Do grandparents have rights when it comes to custody?

Grandparents play an important role in their grandchildren’s lives and the larger family dynamic. In the best case scenario, grandparents have consistent access to their grandchildren, with the parents’ blessing, and are able to develop close, positive relationships with them. However, best case scenario doesn’t happen all the time, and there are times when grandparents may find themselves facing an uphill battle trying to get access to their grandchildren. If you are currently dealing with this type of scenario, you may be able to file for custody in the family courts, but you need to be aware of what that entails.

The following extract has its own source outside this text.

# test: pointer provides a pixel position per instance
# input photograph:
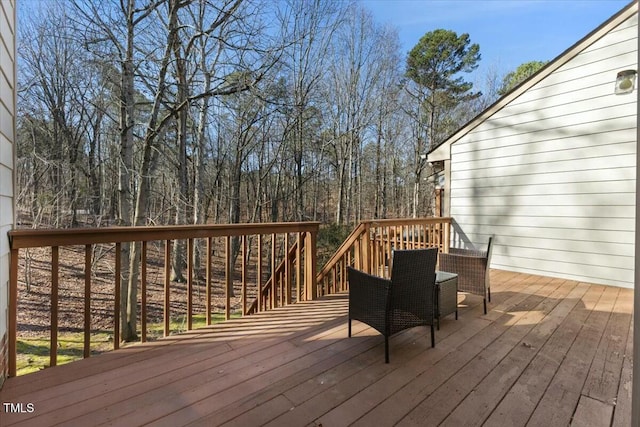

Situations when a grandparent may be able to file for custody

Like many other states, the Pennsylvania courts have set up specific guidelines for when a grandparent has grounds to petition the courts for physical custody, sometimes referred to as visitation, or legal custody. One of the following situations must be present:

  • At least one parent has died
  • The parents have been separated for at least six months or are divorced
  • The child has previously lived with the grandparent for at least one year

However, the presence of one of these three criteria does not automatically mean that you will be awarded full or even partial custody. The courts are always most concerned with what is in the best interests of the child and preserving the parent-child relationship. As the person filing, you will have the burden of showing the courts why the child is being harmed by a lack of contact with you and why the parent’s decision to refuse access is a poor one.

First steps

The first step in any kind of situation where you are considering filing for custody or court-ordered access to your grandchildren is to talk with the parents. Misunderstandings and miscommunications are common, and you may find that the parent is not opposed to you being in the child’s life at all. However, if you believe that your grandchildren’s parent is unfit or you are being refused access, you will likely need to talk to a family law attorney to find out more about your legal options and what to expect.